The meeting was called by Mr Haughey to obtain an overview of subversive activities. At the outset, he praised the gardaí for their dealings with subversion and stated that his government continued to give the force its full support.
I then spoke about subversion in Irish and international terms, addressing the procurement of firearms, ammunition and explosives. I also focused on the funding of subversion, the use of European banks and the laundering of funds and other deposits. It is self-evident that these were highly confidential matters, and hence it would have been wholly inappropriate for anybody to have left the meeting with notes which could have fallen into the wrong hands.
The meeting was attended by a number of diplomats from Foreign Affairs. One of my aims was to highlight the fact that the State was under stress because of subversive activities emanating from abroad.
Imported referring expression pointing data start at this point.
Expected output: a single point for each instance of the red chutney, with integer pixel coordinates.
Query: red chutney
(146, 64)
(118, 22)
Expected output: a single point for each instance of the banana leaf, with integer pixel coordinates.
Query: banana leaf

I requested of them that if useful intelligence became available abroad, it should be forwarded here as quickly as possible. This request was made against a background where Ireland does not have an overseas intelligence service.
Thus, the meeting was designed to further curtail subversion, not assist it through inaction.
At no time did I say that the law would not be enforced against subversives and nobody at the meeting uttered such words, including the taoiseach. Neither was this implied in any way. The commissioner of the Garda Síochána, along with the senior diplomats, the attorney general and the minister for justice were also present. Does Mr Kirby mean to convey that they sat there mute as I made such an astounding and treacherous statement?
The Criminal Law Jurisdiction Act
Mr Kirby states that I spoke about not operating the Criminal Law Jurisdiction Act. This is also inaccurate. When it was first passed into law, it was discovered that there were difficulties with it, especially in relation to the attendance of witnesses from other jurisdictions. For a long time nothing came up which made it necessary to use the Act.
Eventually, a case did emerge. A person was arrested here, who, at that time was wanted in the UK and in Northern Ireland. Despite the difficulties with the legislation, it was decided by the Haughey administration to use the Act. No suggestion was ever made to me or anybody I am aware of, by Mr Haughey, or any of his aides or associates, about the non-operation of the Act at any time thereafter. I would have been aghast if they had.